Recent advancements have significantly improved the efficiency and effectiveness of deep learning methods for image-based remote sensing tasks. However, the requirement for large amounts of labeled data can limit the applicability of deep neural networks to existing remote sensing datasets. To overcome this challenge, few-shot learning has emerged as a valuable approach for enabling learning with limited data. While previous research has evaluated the effectiveness of few-shot learning methods on satellite-based datasets, little attention has been paid to exploring the applications of these methods to datasets obtained from Unmanned Aerial Vehicles (UAVs), which are increasingly used in remote sensing studies.

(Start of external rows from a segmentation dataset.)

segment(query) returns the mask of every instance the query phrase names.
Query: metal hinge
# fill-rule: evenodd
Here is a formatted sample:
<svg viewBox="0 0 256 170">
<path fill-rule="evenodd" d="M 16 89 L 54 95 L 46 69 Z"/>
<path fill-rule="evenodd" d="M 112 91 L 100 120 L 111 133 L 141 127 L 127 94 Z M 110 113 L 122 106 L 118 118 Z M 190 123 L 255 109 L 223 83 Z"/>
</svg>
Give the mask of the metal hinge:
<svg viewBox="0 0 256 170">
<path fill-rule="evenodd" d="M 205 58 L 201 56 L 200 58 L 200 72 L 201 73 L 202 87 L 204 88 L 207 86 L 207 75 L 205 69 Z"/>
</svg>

In this review, we provide an up-to-date overview of both existing and newly proposed few-shot classification techniques, along with appropriate datasets that are used for both satellite-based and UAV-based data. We demonstrate few-shot learning can effectively handle the diverse perspectives in remote sensing data. As an example application, we evaluate state-of-the-art approaches on a UAV disaster scene dataset, yielding promising results. Furthermore, we highlight the significance of incorporating explainable AI (XAI) techniques into few-shot models. In remote sensing, where decisions based on model predictions can have significant consequences, such as in natural disaster response or environmental monitoring, the transparency provided by XAI is crucial. Techniques like attention maps and prototype analysis can help clarify the decision-making processes of these complex models, enhancing their reliability. We identify key challenges including developing flexible few-shot methods to handle diverse remote sensing data effectively. This review aims to equip researchers with an improved understanding of few-shot learning’s capabilities and limitations in remote sensing, while pointing out open issues to guide progress in efficient, reliable and interpretable data-efficient techniques.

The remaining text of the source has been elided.